I presume the test results are pushed to the disk periodically - after every test or set of tests. Long running tests are intended to run for several days. We should be able to review how the long running tests are progressing, in between.

Hi @crjayadev,

After the benchpress finishes running the tests, the monitored data is stored in the JSON file.
While running the tests, there is no way to know the data. I agree it is very important.
I propose we can have an additional output file where we would write after every interval so that the results can be viewed when the test is in progress.

Yes, having some means of intermediate reporting is critical for long running tests. We don’t want to run tests for several days and not have any results because the benchpress hanged, or some system issue. That would be bad :slight_smile:

Hi Vishesh,

Thank you for the EDD. I have few comments:

  1. Adding open_fds as a parameter for process monitoring might help.
  2. Will the results be added to other db types which PTL supports?
  3. If my understanding is correct, I see in your PR, there is flag which checks for benchpress not present in the process name. In a case, where I would want to use this API explicitly for monitoring benchpress process, I won’t be able to do that. Please confirm this.
  4. I am not sure about this but If we add the process start time at a testsuite level, it might help to make sure the daemon is not restarted in a case of long running tests. No need to explicitly use the ps command.

Hi @sujatapatnaik52,

Thanks for your comments.

  1. Adding open_fds as a parameter for process monitoring might help.
    Vishesh - > Will add it.

  2. Will the results be added to other db types which PTL supports?
    Vishesh-> No, for reporting of Performance/Load tests. We have chosen JSON. as it’s easily machine-readable and will, therefore be helpful for reporting purposes.
    The data itself is stored in dict in the framework. Can be stored in any db format.

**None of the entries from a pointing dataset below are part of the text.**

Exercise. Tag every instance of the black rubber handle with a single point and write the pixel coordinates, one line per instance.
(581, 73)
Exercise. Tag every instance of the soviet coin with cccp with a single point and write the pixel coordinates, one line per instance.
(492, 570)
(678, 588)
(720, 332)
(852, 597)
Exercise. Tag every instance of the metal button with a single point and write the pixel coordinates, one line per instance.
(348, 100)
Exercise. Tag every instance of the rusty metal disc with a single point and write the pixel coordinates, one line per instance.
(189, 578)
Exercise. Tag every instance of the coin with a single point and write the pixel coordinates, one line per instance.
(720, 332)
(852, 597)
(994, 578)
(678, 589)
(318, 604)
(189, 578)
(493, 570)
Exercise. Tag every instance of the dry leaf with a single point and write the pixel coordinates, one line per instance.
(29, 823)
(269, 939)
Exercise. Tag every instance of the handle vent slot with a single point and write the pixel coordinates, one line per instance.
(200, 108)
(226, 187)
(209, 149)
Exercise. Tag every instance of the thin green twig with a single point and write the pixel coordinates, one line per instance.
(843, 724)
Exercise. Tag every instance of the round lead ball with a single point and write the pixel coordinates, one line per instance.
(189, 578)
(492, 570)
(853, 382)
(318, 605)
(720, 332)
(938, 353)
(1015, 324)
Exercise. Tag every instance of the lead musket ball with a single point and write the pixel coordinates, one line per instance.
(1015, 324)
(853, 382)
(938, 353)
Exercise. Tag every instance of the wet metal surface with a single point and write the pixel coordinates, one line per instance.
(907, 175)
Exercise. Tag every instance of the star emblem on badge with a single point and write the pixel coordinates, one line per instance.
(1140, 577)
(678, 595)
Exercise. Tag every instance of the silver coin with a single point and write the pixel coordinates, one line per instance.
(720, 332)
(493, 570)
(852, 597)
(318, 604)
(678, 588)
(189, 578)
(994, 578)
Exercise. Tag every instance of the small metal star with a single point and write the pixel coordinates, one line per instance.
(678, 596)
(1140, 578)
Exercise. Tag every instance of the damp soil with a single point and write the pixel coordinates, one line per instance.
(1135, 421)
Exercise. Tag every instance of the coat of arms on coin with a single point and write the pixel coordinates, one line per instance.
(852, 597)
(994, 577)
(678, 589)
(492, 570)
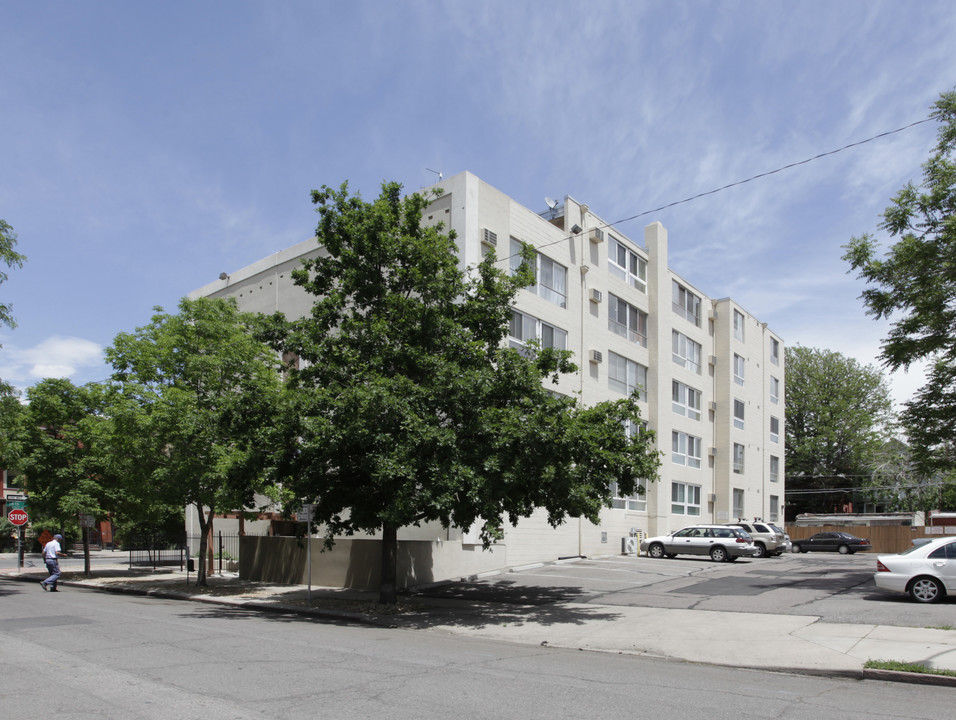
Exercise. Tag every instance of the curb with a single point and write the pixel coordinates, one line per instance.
(360, 619)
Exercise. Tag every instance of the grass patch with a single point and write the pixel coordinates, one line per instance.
(906, 667)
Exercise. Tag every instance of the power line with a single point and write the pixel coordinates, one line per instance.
(747, 180)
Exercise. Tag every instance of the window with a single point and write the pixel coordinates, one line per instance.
(626, 320)
(686, 304)
(626, 265)
(523, 328)
(685, 499)
(685, 449)
(686, 352)
(551, 277)
(738, 369)
(738, 461)
(738, 503)
(637, 501)
(625, 376)
(738, 414)
(738, 325)
(686, 400)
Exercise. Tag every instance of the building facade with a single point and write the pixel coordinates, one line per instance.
(710, 374)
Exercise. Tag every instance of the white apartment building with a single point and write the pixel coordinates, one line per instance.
(711, 374)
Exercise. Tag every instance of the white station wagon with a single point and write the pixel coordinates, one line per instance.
(721, 542)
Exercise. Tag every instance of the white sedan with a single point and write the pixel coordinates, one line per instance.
(927, 571)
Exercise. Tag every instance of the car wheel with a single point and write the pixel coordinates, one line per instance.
(926, 590)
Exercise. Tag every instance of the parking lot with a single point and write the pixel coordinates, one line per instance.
(836, 588)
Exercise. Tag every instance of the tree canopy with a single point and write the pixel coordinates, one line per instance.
(407, 409)
(914, 287)
(193, 395)
(11, 258)
(838, 417)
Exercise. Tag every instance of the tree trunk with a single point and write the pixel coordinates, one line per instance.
(387, 590)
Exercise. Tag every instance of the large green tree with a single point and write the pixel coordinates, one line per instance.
(195, 393)
(407, 407)
(914, 287)
(60, 454)
(838, 417)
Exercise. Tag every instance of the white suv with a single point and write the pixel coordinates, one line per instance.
(721, 542)
(768, 538)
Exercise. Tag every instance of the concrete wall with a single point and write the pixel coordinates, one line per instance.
(356, 563)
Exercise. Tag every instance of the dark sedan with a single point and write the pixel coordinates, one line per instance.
(843, 543)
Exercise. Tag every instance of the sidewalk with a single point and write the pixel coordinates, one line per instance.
(784, 643)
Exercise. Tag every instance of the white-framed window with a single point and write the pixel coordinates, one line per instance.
(626, 264)
(739, 414)
(738, 461)
(685, 449)
(685, 400)
(551, 278)
(738, 325)
(685, 499)
(739, 503)
(524, 327)
(637, 501)
(626, 320)
(686, 352)
(686, 303)
(625, 376)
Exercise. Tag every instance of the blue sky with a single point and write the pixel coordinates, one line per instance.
(147, 147)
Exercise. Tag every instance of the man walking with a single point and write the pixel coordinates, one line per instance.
(51, 551)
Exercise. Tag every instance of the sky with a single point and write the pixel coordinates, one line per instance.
(147, 147)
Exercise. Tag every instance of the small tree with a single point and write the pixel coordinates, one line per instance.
(10, 258)
(409, 410)
(839, 415)
(914, 286)
(195, 395)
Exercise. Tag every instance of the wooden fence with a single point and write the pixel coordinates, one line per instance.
(884, 538)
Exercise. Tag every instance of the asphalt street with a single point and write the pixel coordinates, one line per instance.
(84, 654)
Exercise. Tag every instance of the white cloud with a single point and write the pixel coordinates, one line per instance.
(54, 357)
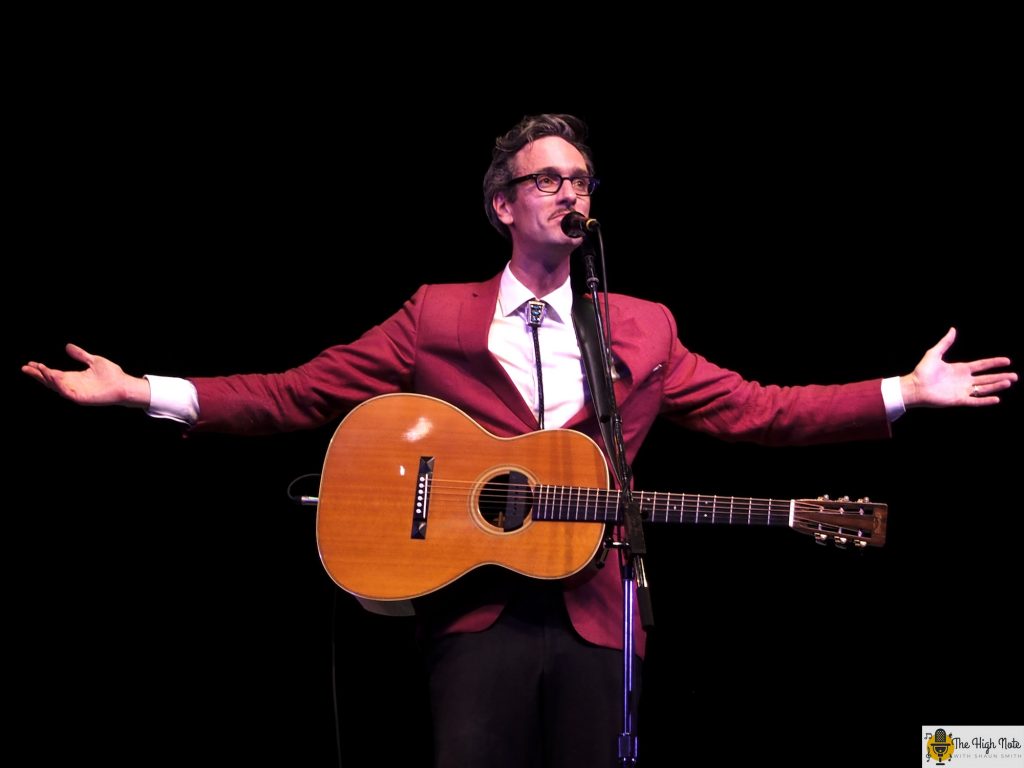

  3. If my understanding is correct, I see in your PR, there is flag which checks for benchpress not present in the process name. In a case, where I would want to use this API explicitly for monitoring benchpress process, I won’t be able to do that. Please confirm this.

Vishesh-> I had put a condition to remove it because it was unnecessarily showing up because of the grep output. But now, I know the use-case. I will remove the condition, So benchpress will be always present by default.

  1. I am not sure about this but If we add the process start time at a testsuite level, it might help to make sure the daemon is not restarted in a case of long-running tests. No need to explicitly use the ps command.

Vishesh -> I don’t think I got you completely. When the daemon restarts the pid will change. Do we need process start time?

Thanks,
Vishesh

In a case where I don’t want to restart the daemon in a case of long running test like for months. In that case it would be good to have this option.